Hafta başından bu yana şehirde konuştuğumuz tüm konular bu çerçevede dönüp duruyor.

Bir önceki yazımda belirtmiştim Bursa Büyükşehir Belediye Başkanı Mustafa Bozbey’in yeğeni ile ilgili yaptığı atamanın yanlış olduğunu ve oluşan kamuoyu sayesinde bu atamadan vazgeçildiğinin dün itibariyle Bursa basını ile paylaşıldığını.

Bu paylaşım yapılırken Bozbey, konunun henüz netleşmediğini, bir düşünceden ibaret olduğunu, oluşan tepkiler nedeniyle de bu düşüncelerinden vazgeçtiklerini belirtmişti.

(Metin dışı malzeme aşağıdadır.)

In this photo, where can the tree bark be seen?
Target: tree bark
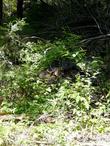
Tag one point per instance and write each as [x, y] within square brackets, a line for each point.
[1, 11]
[20, 9]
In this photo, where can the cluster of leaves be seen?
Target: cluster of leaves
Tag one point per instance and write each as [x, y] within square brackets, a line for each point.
[22, 86]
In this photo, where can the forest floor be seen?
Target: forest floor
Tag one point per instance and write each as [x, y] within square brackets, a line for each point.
[18, 131]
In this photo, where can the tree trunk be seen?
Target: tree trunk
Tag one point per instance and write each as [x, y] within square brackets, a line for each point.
[20, 9]
[1, 11]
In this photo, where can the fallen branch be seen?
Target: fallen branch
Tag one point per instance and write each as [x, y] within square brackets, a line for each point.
[102, 37]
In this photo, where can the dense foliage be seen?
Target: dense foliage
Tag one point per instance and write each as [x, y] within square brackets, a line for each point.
[54, 67]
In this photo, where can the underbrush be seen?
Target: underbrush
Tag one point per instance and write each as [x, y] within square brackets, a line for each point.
[53, 77]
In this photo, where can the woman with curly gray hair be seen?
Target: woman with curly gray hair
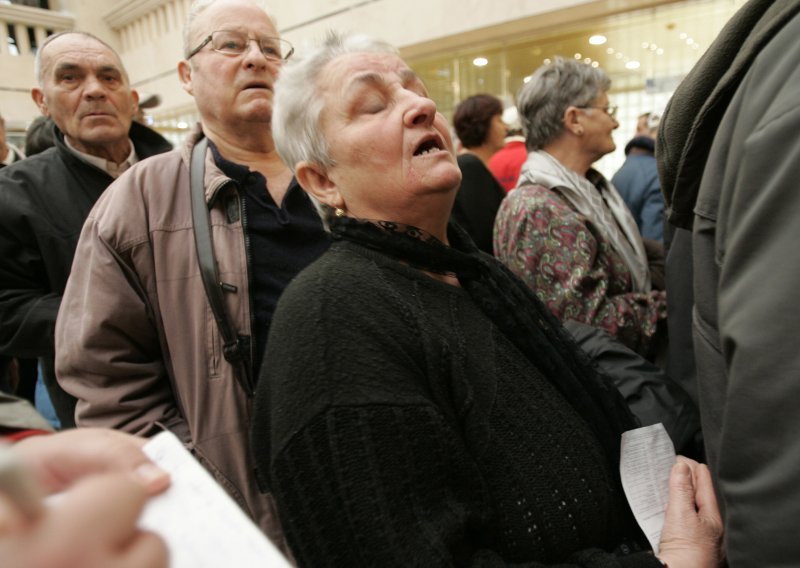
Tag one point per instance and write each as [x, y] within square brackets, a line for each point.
[565, 230]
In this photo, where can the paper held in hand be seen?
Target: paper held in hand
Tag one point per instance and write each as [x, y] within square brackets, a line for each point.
[647, 457]
[202, 526]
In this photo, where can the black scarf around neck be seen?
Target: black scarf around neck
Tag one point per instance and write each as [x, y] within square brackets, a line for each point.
[514, 309]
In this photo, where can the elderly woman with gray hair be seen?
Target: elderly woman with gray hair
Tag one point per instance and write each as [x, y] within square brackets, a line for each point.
[417, 405]
[565, 230]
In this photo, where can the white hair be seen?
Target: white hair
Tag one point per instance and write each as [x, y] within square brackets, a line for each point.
[197, 7]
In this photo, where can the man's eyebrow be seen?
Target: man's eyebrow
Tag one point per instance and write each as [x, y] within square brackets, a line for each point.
[67, 66]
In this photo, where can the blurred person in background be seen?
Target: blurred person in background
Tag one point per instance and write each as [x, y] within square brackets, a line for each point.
[565, 230]
[479, 125]
[508, 160]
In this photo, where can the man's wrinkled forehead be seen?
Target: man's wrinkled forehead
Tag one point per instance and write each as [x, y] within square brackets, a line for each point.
[239, 15]
[353, 70]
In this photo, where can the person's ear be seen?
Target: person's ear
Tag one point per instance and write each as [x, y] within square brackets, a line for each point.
[185, 75]
[315, 180]
[572, 120]
[38, 97]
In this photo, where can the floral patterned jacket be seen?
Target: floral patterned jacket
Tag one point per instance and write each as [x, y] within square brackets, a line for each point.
[561, 256]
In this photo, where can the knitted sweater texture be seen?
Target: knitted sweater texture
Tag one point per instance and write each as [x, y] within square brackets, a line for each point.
[396, 426]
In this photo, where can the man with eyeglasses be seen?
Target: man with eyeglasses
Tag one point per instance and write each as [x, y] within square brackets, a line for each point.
[138, 341]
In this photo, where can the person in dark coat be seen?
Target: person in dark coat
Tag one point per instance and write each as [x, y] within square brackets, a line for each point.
[45, 199]
[729, 158]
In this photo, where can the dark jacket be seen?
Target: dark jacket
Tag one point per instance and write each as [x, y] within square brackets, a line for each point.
[44, 201]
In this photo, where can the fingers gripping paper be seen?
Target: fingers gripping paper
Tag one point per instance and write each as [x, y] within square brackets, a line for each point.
[646, 460]
[202, 526]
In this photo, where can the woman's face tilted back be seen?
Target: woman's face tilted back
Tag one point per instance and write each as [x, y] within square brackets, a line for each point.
[392, 151]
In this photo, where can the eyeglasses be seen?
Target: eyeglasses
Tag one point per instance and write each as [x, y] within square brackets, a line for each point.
[236, 43]
[610, 110]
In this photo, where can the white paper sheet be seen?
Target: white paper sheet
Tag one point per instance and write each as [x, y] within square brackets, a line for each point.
[647, 458]
[202, 526]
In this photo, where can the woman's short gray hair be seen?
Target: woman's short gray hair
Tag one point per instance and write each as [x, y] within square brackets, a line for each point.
[541, 102]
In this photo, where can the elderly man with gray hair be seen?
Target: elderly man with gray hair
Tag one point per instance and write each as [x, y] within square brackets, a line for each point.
[145, 342]
[44, 199]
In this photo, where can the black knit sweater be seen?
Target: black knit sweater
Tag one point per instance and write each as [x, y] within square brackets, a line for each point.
[396, 426]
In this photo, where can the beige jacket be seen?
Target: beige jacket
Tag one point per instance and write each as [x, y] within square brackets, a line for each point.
[136, 340]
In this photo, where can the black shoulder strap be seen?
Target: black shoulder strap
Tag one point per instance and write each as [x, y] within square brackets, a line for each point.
[236, 350]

Şimdi Sezar’ın hakkının Sezar’a verildiği bir yazı yazmak niyetindeyim. Bu nedenle, bugün düzenlenen basın toplantısında atama meselesinin Bozbey’in bahsettiği kadar masum olmadığını açıklamak için bizleri toplayan Eski Bursa Büyükşehir Belediye Başkanı Alinur Aktaş ve AK Parti Bursa İl Başkanı Davut Gürkan’ın delil olarak sundukları BURKENT Yönetim Kurulu Toplantı tutanağında kararın alındığının resmi olarak göründüğüne vurgu yapalım.

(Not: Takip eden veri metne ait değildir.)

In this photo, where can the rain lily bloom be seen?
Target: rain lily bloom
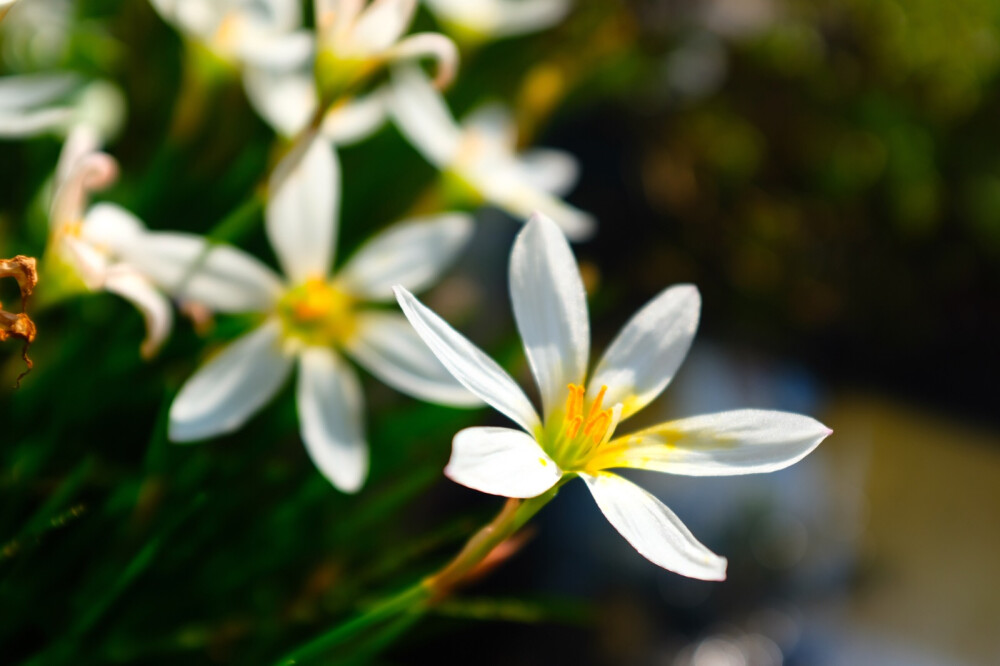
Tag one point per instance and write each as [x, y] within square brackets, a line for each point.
[34, 104]
[263, 33]
[357, 38]
[308, 317]
[478, 158]
[577, 434]
[88, 244]
[481, 20]
[287, 101]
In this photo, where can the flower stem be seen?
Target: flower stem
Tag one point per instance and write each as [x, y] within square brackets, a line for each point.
[391, 617]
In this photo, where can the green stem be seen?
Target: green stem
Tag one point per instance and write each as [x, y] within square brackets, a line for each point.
[407, 606]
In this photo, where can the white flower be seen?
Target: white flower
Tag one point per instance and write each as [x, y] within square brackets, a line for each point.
[288, 100]
[34, 104]
[309, 316]
[357, 37]
[576, 435]
[262, 33]
[479, 20]
[91, 241]
[478, 158]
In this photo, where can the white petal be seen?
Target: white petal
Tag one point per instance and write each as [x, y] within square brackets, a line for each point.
[412, 253]
[423, 117]
[652, 528]
[225, 392]
[303, 208]
[524, 16]
[382, 23]
[388, 347]
[495, 124]
[747, 441]
[470, 366]
[356, 120]
[506, 186]
[18, 93]
[111, 226]
[501, 461]
[276, 51]
[286, 101]
[155, 308]
[649, 349]
[32, 123]
[550, 306]
[554, 171]
[429, 45]
[92, 171]
[330, 413]
[188, 267]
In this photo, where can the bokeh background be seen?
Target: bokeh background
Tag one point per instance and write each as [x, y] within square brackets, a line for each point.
[827, 173]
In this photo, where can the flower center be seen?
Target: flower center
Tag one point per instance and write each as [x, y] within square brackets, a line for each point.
[318, 313]
[573, 437]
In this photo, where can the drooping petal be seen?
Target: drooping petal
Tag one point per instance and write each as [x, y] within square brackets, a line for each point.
[429, 45]
[649, 349]
[189, 268]
[506, 186]
[382, 23]
[746, 441]
[501, 461]
[285, 100]
[412, 253]
[225, 392]
[90, 172]
[356, 120]
[303, 208]
[423, 117]
[128, 283]
[330, 413]
[388, 347]
[550, 306]
[470, 366]
[652, 528]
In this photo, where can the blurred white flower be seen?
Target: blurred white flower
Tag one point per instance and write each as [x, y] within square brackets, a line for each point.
[34, 104]
[576, 435]
[481, 20]
[309, 316]
[36, 33]
[261, 33]
[357, 37]
[90, 242]
[479, 160]
[287, 101]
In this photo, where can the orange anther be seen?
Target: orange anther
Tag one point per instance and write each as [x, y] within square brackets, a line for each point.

4 Mayıs günü yapılan toplantıda BURKENT Yönetim Kurulu Başkanlığına Furkan Bozbey, Genel Müdürlüğüne ise İnan Keser oy birliği ile getirilmiş.

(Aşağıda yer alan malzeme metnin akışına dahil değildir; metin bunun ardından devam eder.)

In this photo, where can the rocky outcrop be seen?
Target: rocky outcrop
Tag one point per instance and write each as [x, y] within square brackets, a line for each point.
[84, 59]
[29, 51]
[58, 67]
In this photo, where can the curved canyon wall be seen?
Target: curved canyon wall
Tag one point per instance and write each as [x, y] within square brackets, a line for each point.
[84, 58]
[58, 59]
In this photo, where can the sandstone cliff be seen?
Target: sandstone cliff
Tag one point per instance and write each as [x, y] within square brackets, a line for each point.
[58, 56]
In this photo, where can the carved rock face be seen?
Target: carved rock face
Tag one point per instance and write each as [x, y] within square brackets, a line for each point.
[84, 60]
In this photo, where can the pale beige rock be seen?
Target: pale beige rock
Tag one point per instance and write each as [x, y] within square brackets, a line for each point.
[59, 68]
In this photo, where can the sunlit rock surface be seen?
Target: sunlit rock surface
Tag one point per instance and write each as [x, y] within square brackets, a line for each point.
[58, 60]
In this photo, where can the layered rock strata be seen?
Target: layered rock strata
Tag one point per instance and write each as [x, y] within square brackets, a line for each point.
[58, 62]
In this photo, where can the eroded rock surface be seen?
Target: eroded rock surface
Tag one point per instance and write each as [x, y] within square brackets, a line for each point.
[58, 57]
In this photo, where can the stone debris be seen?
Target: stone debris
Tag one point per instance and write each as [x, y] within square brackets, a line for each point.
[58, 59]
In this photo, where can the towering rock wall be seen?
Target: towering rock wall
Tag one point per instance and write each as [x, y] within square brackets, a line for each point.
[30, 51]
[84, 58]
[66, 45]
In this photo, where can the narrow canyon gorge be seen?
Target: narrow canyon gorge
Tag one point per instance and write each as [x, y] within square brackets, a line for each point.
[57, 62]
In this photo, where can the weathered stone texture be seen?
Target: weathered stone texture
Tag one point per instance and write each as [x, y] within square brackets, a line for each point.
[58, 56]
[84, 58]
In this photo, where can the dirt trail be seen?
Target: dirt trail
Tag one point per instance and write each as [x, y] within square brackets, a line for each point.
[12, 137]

Daha önce de belirtmiştim, kamuoyu oluştu ve karar geri çekildi. İşin bu tarafı güzel, çünkü böyle bir nezaketi AK Parti yönetimlerinde görmemiz mümkün değildi. Milli Eğitim Bakanlığının müfredat değişikliğine binlerce itiraz yapıldı, sayın bakan bu durumu hiç olmamış kabul ederek bildiğini okumaya devam ediyor. Benzeri bir örneği, Bursa’da yepyeni iki sanayi bölgesi oluşturmak için kolları sıvamış, taaa Çevre Şehircilik ve İklim Değişikliği Bakanlığından planlar hazırlatıp geçirmiş olan küçük azınlığın yapılan itirazları muhtemelen hiç takmadan yoluna devam edeceği senaryo için de şimdiden söyleyebiliriz.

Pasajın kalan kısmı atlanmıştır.